Checklists

CI/CD for AI Apps implementation checklist

This checklist provides a technical framework for validating CI/CD pipelines used in AI application development. It focuses on the specific challenges of non-deterministic outputs, prompt versioning, and cost-effective evaluation cycles.

Progress0 / 25 complete (0%)

Prompt and Model Versioning

0/5
  • Decouple Prompts from Source Code

    critical

    Store prompt templates in dedicated JSON or YAML files separate from application logic to enable independent versioning and testing.

  • Implement Schema Validation

    critical

    Run JSON schema validation against prompt templates in the CI pipeline to ensure all required variables are present before deployment.

  • Map Prompts to Specific Model Versions

    critical

    Hardcode specific model versions (e.g., gpt-4-0613) in configuration files rather than using 'latest' aliases to prevent unexpected drift during deployments.

  • Automated Prompt Diffing

    recommended

    Configure the CI pipeline to generate and display a diff of prompt changes in pull request comments for manual reviewer audit.

  • Metadata Tagging

    recommended

    Inject the Git commit SHA and environment name into the metadata of all LLM API calls for downstream traceability.

Automated Evaluation and Testing

0/5
  • Unit Test LLM Wrappers

    critical

    Use mocks for LLM API calls in unit tests to verify that application logic handles various response formats and error codes without incurring costs.

  • Structured Output Verification

    critical

    For prompts intended to return JSON, execute a validation step in CI that parses the response and checks for required fields and data types.

  • Semantic Similarity Testing

    recommended

    Run an evaluation script comparing LLM outputs against a 'golden set' of expected answers using cosine similarity or LLM-as-a-judge metrics.

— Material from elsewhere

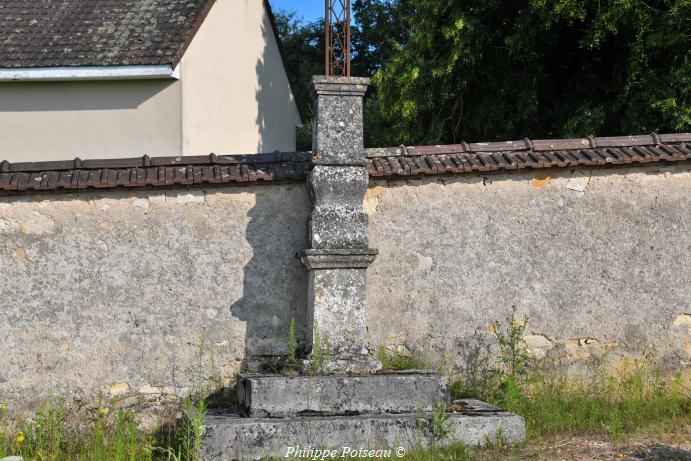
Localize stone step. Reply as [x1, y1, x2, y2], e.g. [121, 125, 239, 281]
[236, 372, 449, 417]
[202, 399, 526, 461]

  • Regression Testing Suite

    recommended

    Maintain a dataset of 50-100 edge-case prompts that must be executed and validated whenever the model version or system prompt changes.

  • Prompt Injection Scanning

    recommended

    Integrate a security scanner in the pipeline to test if system prompts can be bypassed via malicious user input patterns.

Deployment and Infrastructure

0/5
  • Environment Secret Management

    critical

    Store LLM API keys in a secure vault (e.g., GitHub Secrets, HashiCorp Vault) and ensure they are never logged in CI build traces.

  • Health Check Endpoints

    critical

    Implement a dedicated /health/ai endpoint that verifies connectivity to upstream AI providers and model availability before routing traffic.

  • Blue-Green Deployment for Prompts

    recommended

    Configure the deployment pipeline to route a small percentage of traffic to new prompt versions before full cutover.

  • Rollback Automation

    critical

    Define automated rollback triggers based on a spike in 4xx/5xx errors or a drop in semantic similarity scores post-deployment.

  • Inference Latency Benchmarking

    optional

    Measure and log the p95 latency of model responses during integration tests to prevent performance regressions from reaching production.

Cost and Resource Optimization

0/5
  • CI Token Usage Caps

    critical

    Set hard limits on the number of tokens or API spend allowed per CI pipeline run to prevent runaway costs from recursive loops or large test suites.

  • Evaluation Parallelization

    recommended

    Distribute LLM evaluation tasks across multiple parallel CI jobs to reduce build times when running large-scale semantic tests.

  • Model Weight Caching

    recommended

    If self-hosting models, use persistent volume claims or CI caching layers for model weights to avoid multi-gigabyte downloads on every build.

  • Conditional Evaluation Execution

    recommended

    Configure CI to only run expensive LLM evaluation suites if changes are detected in prompt files or model configurations.

  • Small Model Testing

    optional

    Use smaller, cheaper models (e.g., GPT-3.5 or Haiku) for basic logic testing in CI, reserving larger models for final staging evaluations.

Observability Integration

0/5
  • OpenTelemetry Instrumentation

    recommended

    Ensure the CI/CD pipeline verifies that OpenTelemetry spans are correctly configured for all LLM calls to enable production tracing.

  • Log Masking Verification

    critical

    Run a test case in CI that attempts to log PII through the AI feature and verifies that the logging middleware correctly redacts the data.

  • Metric Dashboard Deployment

    recommended

    Automate the deployment of Grafana or Datadog dashboards alongside the application to track token usage and error rates per model.

  • Feedback Loop Capture

    optional

    Verify that the production environment is configured to capture and store user 'thumbs up/down' feedback linked to specific prompt versions.

  • Alerting Thresholds

    critical

    Verify that deployment scripts update alerting thresholds for inference failures and token exhaustion in the monitoring provider.